David Shearer told the Security Council there are just over two months left before the political transition called for in the agreement begins and “progress has been slow.”
He pointed to “fundamental issues still to be resolved” including determining the number and borders of states, forming an armed force to be deployed in the capital Juba and major towns to provide security for returning opposition leaders, and drafting a new constitution.
“I want to stress: there is no Plan B. There is only Plan A — this agreement — and this path forward,” Shearer said. “The cost of failure is unthinkable.”
There were high hopes that South Sudan would have peace and stability after gaining its independence from neighbouring Sudan in 2011. But it plunged into ethnic violence in December 2013 when forces loyal to President Salva Kiir, a Dinka, started battling those loyal to Riek Machar, his former vice-president who belongs to the Nuer people.
Fighting has killed almost 400,000 people, displaced over four million and left more than 7 million — two-thirds of the population — “severely food insecure” and in need of humanitarian aid.
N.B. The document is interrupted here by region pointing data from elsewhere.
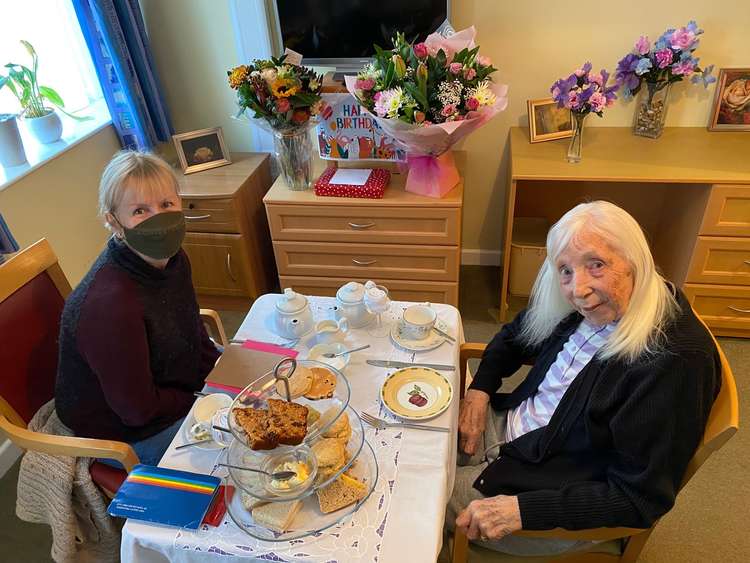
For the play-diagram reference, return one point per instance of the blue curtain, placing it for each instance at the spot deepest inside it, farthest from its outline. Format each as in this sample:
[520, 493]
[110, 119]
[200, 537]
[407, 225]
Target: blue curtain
[116, 38]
Many peace agreements have failed, but since the September deal was signed, the previously warring parties have been trying to rebuild trust.
The transitional government is scheduled to take over on May 13, Shearer said, and the vice-presidents, including the First Vice-President Riek Machar, should have taken up their roles.
Shearer pointed to four positive changes since the September agreement: Opposition politicians are moving freely around Juba; over 70 meetings have been held across the country between the government and opposition; there has been a significant drop in levels of political violence; and people are expressing a willingness to return home for the first time in three years.
Though a relatively low number, he said, an estimated 135,000 refugees have already returned home.
Conversely, Shearer said the timetable set out in the September agreement “is well behind where it should be” and many bodies that have been established are dealing with procedural rather than substantive issues.
“The significant challenge now is to maintain the momentum of the peace process,” Shearer said.
“A peace that falters will generate frustration, anger and a possible return to violence, that could equal that which occurred in 2013 and 2016,” he warned. “We cannot allow that to happen.”
Shearer urged the government, opposition, key outside parties and regional countries that brokered the September agreement to “drive the implementation forward and ensure it is adequately resourced.”
It is critical “to make this agreement a reality for the sake of the people of South Sudan,” he said, because “we are not going to get another chance at this.”
South Sudan’s U.N. Ambassador Akuei Bona Malwal said “peace implementation is progressing slowly but surely,” national dialogues have started, and “the economy is already showing some early stages of recovery.”
He told the council the slow pace of implementing the peace agreement is “due to inadequate funding,” and he expressed hope that some international countries will help.
Malwal also urged the Security Council to join the regional group IGAD and the African Union “to convince those few opposition movements which opted out of signing the agreement to sign and join the peace process.”